Alcohol is also a big culprit when it comes to things that will impact the quality of your sleep. Blatner says since alcohol is a depressant, it may cause you to feel sleepy — at first. “But alcohol makes it more difficult for your body to get into the reparative deep REM sleep,” she says. “If you choose to drink, aim to do so at least four hours before bedtime so your body has a chance to metabolize some of it before going to bed.”
Heavy Meals, Especially Those With Meat
“A heavy or meat-heavy meal can interfere with your sleep,” Korn-Reavis says. “Our body’s metabolism slows down in our sleep, so if you eat a heavy meal before bed, you may not digest the meal effectively and it will start to ferment. Or, your body will not slow down, which keeps the body from getting the rest it needs.”

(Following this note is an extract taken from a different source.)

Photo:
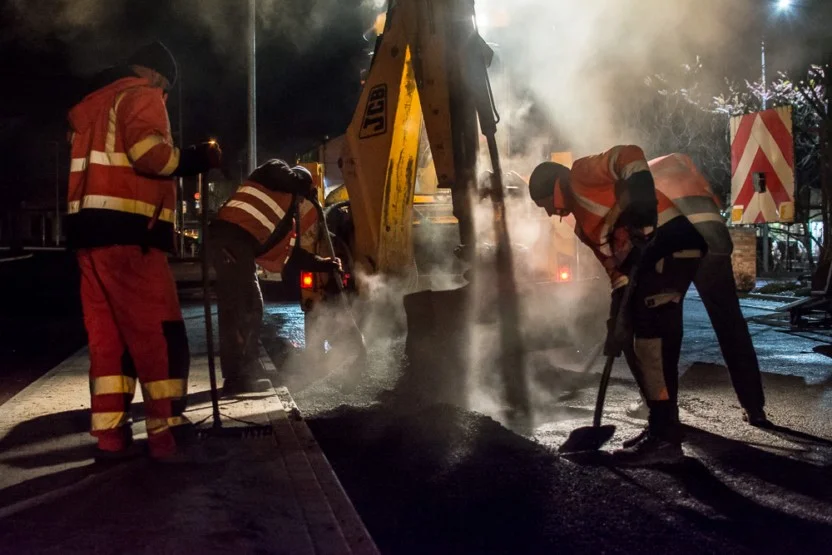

Foods With High Levels Of Glucose
When it comes to sleep, “foods with high levels of glucose can be a problem for some individuals, as well,” says Polos. This is because, when you sleep, blood sugar levels increase as part of your circadian rhythm cycle. So you want to avoid having even more foods or drinks with sugar before bed. (And remember to take into consideration foods you may not think have sugar, but do, such as bread or non-dairy milk.)
“It’s possible taking vitamin B-12 too close to bedtime can make it more difficult to sleep, since it plays a role in energy production,” says Blatner. Although research is mixed on how much it may impact sleep, the vitamin can potentially have a negative effect. According to the Mayo Clinic, if you have a vitamin B-12 deficiency and are taking higher doses, you could experience side effects such as headaches, dizziness, nausea/vomiting, or anxiety, which would impact sleep. So to be on the safe side, you may want to take your B-12 earlier in the day.
Too Much Water (Or Other Drinks) Too Close To Bedtime
Although drinking water throughout the day is very healthy, try not to drink it too close to bedtime. “Getting up in the middle of the night to go to the bathroom is a common sleep disruptor,” says Blatner. “Stay hydrated all throughout the day instead of chugging water too close to bedtime.”
The Cleveland Clinic suggests not drinking water (or anything) at least two hours before bed. If you have to, like with a medication, they recommend small sips and no more than eight ounces. Blatner adds that if you do drink something before bed (not right before), you may want to add some kava kava — a plant native to the South Pacific Islands long used to promote relaxation — to some hot water or herbal tea to get you in sleep mode.